An everlasting debate around the bourses has been the “Investment” vs “Trading” debate though honestly, there is not much scope for this to persist but I believe it is one that keeps making its way onto discussions. Though, more so during a bull market than a bear market.
But lets blame the concept of the debate on heuristics.
Heuristics are practical approaches to thought that produce best guesses that aren’t guaranteed to be correct. In a bull-market because most traders are “Long Biased” do in-fact make more money than investors courtesy of a high churn and high win-loose ratio per trade. Lets think about it logically and focus on the persistence of the same concept.
Before we can deep-dive into my point lets understand another issue that is purely contributed to a “higher capital base”.
Lets take the example of a doctor:
Dr. X who has just started practice earns a fee of a lets say a INR 100/patient, but since he’s just starting out he can see 10 patients a week so he makes INR 1000/week. In a few months he can now get more patients and can see 100 patients a week and he makes INR 10,000/week. He gets even better at has to eventually increase his fees (to lets assume double) because he can not see more than a 100 patients a week, so he now makes INR 20,000/week.
Notice, how his growth is absolutely meteoric- he goes from making 100/week to 20,000/week in probably a few years- a whooping 200 x growth in cash-flow.

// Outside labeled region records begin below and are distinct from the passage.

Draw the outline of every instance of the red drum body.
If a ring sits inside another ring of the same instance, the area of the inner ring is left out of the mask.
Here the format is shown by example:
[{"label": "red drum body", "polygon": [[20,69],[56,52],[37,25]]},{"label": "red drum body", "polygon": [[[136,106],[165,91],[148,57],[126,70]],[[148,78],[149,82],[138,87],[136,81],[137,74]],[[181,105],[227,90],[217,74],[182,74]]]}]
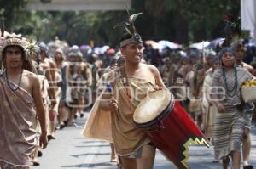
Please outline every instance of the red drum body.
[{"label": "red drum body", "polygon": [[179,169],[189,168],[187,163],[189,143],[209,146],[203,133],[167,90],[154,92],[145,98],[137,107],[133,120]]}]

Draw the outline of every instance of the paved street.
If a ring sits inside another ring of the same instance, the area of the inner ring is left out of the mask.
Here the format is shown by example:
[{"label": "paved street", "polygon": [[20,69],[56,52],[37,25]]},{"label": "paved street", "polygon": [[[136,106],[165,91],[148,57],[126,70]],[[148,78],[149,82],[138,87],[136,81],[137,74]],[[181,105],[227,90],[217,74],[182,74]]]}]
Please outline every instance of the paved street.
[{"label": "paved street", "polygon": [[[88,114],[87,114],[88,115]],[[86,115],[85,115],[86,116]],[[40,166],[32,169],[115,169],[110,163],[110,147],[108,143],[86,139],[81,136],[85,119],[77,121],[76,126],[56,132],[56,139],[49,142],[39,157]],[[256,127],[253,127],[251,162],[256,167]],[[192,169],[219,169],[220,163],[212,163],[212,147],[191,145],[189,164]],[[174,169],[160,152],[157,152],[155,169]]]}]

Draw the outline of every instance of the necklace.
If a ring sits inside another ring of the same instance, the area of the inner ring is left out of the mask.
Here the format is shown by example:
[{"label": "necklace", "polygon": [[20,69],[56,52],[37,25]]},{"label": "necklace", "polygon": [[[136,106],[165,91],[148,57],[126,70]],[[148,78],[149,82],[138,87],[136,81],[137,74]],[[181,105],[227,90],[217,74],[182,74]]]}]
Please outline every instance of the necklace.
[{"label": "necklace", "polygon": [[20,83],[21,83],[21,79],[22,79],[22,74],[23,74],[23,69],[21,70],[21,75],[20,76],[20,80],[19,80],[19,83],[18,85],[15,85],[15,84],[12,84],[13,86],[15,86],[14,87],[11,87],[10,85],[10,82],[9,81],[9,78],[8,78],[8,75],[7,75],[7,70],[5,70],[5,77],[6,77],[6,81],[7,81],[7,84],[9,86],[9,87],[12,90],[12,91],[16,91],[20,86]]},{"label": "necklace", "polygon": [[226,73],[224,71],[224,70],[223,70],[223,76],[224,76],[224,86],[225,86],[225,89],[227,91],[227,95],[230,97],[234,97],[236,94],[236,91],[237,91],[237,71],[236,67],[234,67],[234,75],[235,75],[235,84],[233,86],[233,87],[231,87],[231,89],[229,88],[228,87],[228,82],[227,82],[227,77],[226,77]]}]

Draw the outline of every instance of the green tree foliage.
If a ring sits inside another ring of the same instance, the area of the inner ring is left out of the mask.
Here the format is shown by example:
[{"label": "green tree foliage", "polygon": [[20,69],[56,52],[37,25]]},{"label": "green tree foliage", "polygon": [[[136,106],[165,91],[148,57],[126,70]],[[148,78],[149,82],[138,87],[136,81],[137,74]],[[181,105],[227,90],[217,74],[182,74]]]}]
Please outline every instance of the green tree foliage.
[{"label": "green tree foliage", "polygon": [[[9,31],[49,42],[55,36],[70,44],[118,44],[124,29],[113,26],[127,20],[125,11],[29,12],[31,0],[0,0],[0,14]],[[131,14],[143,12],[136,21],[144,40],[170,40],[188,44],[223,37],[223,15],[237,19],[240,0],[132,0]]]},{"label": "green tree foliage", "polygon": [[4,20],[8,30],[20,20],[20,11],[26,7],[30,0],[0,0],[0,20]]}]

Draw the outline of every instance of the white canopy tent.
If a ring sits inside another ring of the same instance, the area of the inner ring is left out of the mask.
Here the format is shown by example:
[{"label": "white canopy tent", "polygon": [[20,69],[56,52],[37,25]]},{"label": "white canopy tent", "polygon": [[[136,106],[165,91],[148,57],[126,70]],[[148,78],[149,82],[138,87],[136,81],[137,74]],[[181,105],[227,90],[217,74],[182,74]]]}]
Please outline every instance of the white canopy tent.
[{"label": "white canopy tent", "polygon": [[241,29],[250,31],[251,37],[256,44],[256,1],[241,0]]}]

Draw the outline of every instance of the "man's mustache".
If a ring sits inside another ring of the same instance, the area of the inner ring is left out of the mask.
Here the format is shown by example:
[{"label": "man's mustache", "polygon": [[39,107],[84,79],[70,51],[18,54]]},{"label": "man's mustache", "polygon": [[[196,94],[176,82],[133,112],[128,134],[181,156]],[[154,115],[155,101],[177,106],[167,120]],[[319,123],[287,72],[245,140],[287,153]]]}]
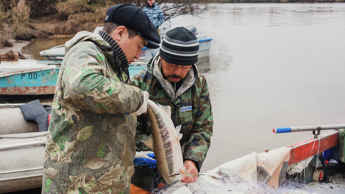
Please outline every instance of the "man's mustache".
[{"label": "man's mustache", "polygon": [[171,77],[171,78],[175,78],[175,79],[178,79],[178,79],[182,79],[182,78],[180,76],[179,76],[179,75],[172,75],[168,76],[168,77],[167,77],[168,78],[169,78],[169,77]]}]

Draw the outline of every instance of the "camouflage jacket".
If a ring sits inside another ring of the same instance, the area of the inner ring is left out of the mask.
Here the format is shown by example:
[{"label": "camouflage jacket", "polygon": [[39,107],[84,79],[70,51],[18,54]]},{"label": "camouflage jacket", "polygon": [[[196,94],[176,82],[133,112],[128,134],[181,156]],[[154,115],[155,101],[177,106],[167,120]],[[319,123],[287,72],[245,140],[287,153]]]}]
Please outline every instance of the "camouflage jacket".
[{"label": "camouflage jacket", "polygon": [[[143,94],[98,35],[65,45],[48,129],[42,193],[129,193]],[[119,76],[118,76],[118,75]]]},{"label": "camouflage jacket", "polygon": [[[213,117],[208,88],[204,76],[198,75],[195,65],[192,66],[177,91],[170,82],[163,78],[159,53],[149,62],[148,68],[135,76],[130,85],[135,85],[150,94],[150,99],[156,103],[171,108],[171,118],[175,126],[181,125],[180,143],[184,159],[196,161],[198,171],[206,157],[213,133]],[[147,114],[137,117],[136,146],[139,151],[151,150],[141,142],[151,133],[150,118]],[[159,174],[157,168],[148,166],[135,167],[132,183],[151,191],[151,186],[163,182],[162,178],[152,184]],[[144,181],[143,181],[144,180]]]}]

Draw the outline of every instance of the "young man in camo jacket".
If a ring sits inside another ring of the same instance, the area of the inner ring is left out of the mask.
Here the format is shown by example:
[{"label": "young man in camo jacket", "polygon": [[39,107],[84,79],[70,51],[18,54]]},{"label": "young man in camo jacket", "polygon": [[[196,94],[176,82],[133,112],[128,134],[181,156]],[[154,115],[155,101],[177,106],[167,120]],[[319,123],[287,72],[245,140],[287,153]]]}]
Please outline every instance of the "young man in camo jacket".
[{"label": "young man in camo jacket", "polygon": [[[136,117],[148,93],[129,83],[129,64],[159,47],[139,8],[110,7],[98,34],[83,31],[65,45],[51,110],[42,193],[129,193]],[[128,114],[129,113],[129,114]]]}]

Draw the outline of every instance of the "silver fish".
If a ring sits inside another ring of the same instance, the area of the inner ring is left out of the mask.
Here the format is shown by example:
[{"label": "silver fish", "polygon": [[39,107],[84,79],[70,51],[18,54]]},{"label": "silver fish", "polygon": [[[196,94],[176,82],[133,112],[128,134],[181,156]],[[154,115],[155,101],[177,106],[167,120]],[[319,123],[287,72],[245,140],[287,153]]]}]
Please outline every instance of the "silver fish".
[{"label": "silver fish", "polygon": [[157,167],[168,183],[180,181],[182,174],[190,176],[183,167],[179,133],[181,125],[175,128],[170,118],[169,106],[158,105],[150,100],[147,104],[147,113],[151,118],[152,133],[141,141],[153,150]]}]

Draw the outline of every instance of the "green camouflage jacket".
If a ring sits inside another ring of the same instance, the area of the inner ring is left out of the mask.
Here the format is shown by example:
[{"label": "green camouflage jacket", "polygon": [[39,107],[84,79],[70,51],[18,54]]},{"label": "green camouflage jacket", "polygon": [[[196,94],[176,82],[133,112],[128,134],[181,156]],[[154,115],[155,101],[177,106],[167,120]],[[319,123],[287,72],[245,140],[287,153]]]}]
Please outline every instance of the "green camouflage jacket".
[{"label": "green camouflage jacket", "polygon": [[[204,76],[198,75],[196,66],[192,66],[183,83],[175,94],[170,82],[164,79],[161,70],[159,54],[151,59],[148,68],[135,76],[130,84],[150,94],[150,99],[156,103],[171,108],[171,119],[175,126],[181,125],[180,143],[184,159],[196,161],[198,171],[206,157],[213,133],[213,117],[208,88]],[[139,151],[151,151],[141,142],[152,133],[150,118],[147,114],[137,117],[136,146]],[[132,183],[148,191],[157,187],[158,181],[157,168],[148,166],[135,167]],[[152,178],[154,182],[152,184]]]},{"label": "green camouflage jacket", "polygon": [[[42,193],[129,193],[141,90],[99,35],[78,32],[65,45],[51,110]],[[119,75],[119,76],[117,76]]]}]

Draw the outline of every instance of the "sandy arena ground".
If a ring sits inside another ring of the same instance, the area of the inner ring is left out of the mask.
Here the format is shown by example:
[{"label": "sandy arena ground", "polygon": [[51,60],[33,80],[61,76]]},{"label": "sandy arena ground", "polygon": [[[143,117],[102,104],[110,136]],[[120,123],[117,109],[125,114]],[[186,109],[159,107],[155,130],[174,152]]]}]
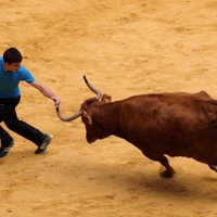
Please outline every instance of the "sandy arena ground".
[{"label": "sandy arena ground", "polygon": [[[215,0],[0,0],[0,52],[23,64],[62,100],[68,116],[93,93],[113,101],[152,92],[206,90],[217,99]],[[54,136],[44,155],[12,133],[0,159],[0,216],[215,217],[217,174],[190,158],[169,158],[177,174],[126,141],[88,144],[80,118],[63,123],[53,103],[21,84],[20,118]]]}]

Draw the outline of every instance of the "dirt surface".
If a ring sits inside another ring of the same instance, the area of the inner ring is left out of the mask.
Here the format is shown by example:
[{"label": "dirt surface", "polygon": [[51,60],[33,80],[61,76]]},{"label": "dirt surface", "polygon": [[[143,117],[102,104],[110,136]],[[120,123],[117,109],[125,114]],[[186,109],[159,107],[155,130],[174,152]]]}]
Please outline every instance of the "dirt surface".
[{"label": "dirt surface", "polygon": [[[93,93],[82,75],[113,101],[152,92],[207,91],[217,99],[215,0],[0,0],[0,52],[23,64],[72,115]],[[88,144],[80,119],[63,123],[53,103],[21,84],[20,118],[54,139],[44,155],[11,132],[0,159],[0,216],[214,217],[217,174],[190,158],[169,158],[177,174],[126,141]]]}]

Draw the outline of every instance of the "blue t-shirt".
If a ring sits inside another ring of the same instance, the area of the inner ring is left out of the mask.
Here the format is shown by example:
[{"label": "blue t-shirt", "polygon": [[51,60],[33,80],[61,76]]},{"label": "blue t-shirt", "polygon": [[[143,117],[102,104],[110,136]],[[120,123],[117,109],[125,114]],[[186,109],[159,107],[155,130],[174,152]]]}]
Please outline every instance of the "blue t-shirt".
[{"label": "blue t-shirt", "polygon": [[0,56],[0,98],[20,97],[18,84],[21,80],[31,84],[35,78],[24,66],[21,66],[16,72],[5,72],[3,68],[3,58]]}]

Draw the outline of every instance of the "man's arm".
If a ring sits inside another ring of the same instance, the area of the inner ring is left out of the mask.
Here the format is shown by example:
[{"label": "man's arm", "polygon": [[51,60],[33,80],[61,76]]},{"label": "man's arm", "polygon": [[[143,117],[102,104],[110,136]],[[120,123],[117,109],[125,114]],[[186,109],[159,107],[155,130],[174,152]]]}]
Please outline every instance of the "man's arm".
[{"label": "man's arm", "polygon": [[31,85],[34,88],[38,89],[47,98],[53,100],[55,107],[58,107],[60,105],[60,103],[61,103],[60,99],[58,97],[55,97],[55,94],[49,88],[41,85],[37,80],[34,80],[29,85]]}]

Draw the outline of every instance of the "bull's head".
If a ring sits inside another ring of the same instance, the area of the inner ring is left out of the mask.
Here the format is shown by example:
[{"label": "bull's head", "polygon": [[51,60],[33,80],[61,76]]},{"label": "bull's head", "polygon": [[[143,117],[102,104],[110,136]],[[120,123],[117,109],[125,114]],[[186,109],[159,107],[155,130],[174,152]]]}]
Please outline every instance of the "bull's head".
[{"label": "bull's head", "polygon": [[78,118],[79,116],[81,116],[82,117],[82,122],[85,123],[85,125],[88,125],[88,124],[92,125],[92,119],[91,119],[90,114],[88,113],[88,107],[90,105],[105,104],[105,103],[111,102],[111,97],[106,95],[106,94],[102,94],[101,91],[99,91],[92,85],[90,85],[89,81],[87,80],[86,76],[84,76],[84,80],[85,80],[86,85],[89,87],[89,89],[97,94],[97,97],[86,100],[81,104],[80,110],[78,112],[76,112],[75,114],[73,114],[72,116],[69,116],[69,117],[64,117],[61,114],[60,108],[56,107],[56,113],[58,113],[58,116],[59,116],[59,118],[61,120],[63,120],[63,122],[72,122],[72,120]]}]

Interestingly, he must’ve felt way more satisfaction when he used to make a few INR 1000/week because when he started off he probably had a smaller savings rather some students debt too.
By the time he makes 20,000/week he has a chunk in savings and probably makes a much lower part of his capital.
How many traders can actually have all of their capital into trading, probably the ones who can- can only do so till a point when their capital balloons into one that can not be churned. Interestingly, most traders will agree if they had to calculate a %age return on total capital and not just on trading capital the same exciting return would be much lower.
Lets understand with an example-
Say a person who started trading with a small sum, who figured a technical pattern that proved to show accurate breakouts. Soon his capital would bloat up to a capital he would not be able to completely bet on such mis-pricing, probably his capital would start working to make the market more efficient making his return percentage narrower as his capital would grow.
We believe most trading strategies are prone to saturate as the capital invested is increased. In terms of consistency, we believe ex-cost and risk adjusted most such strategies across a ten year time horizon would fail to beat passive investing strategies.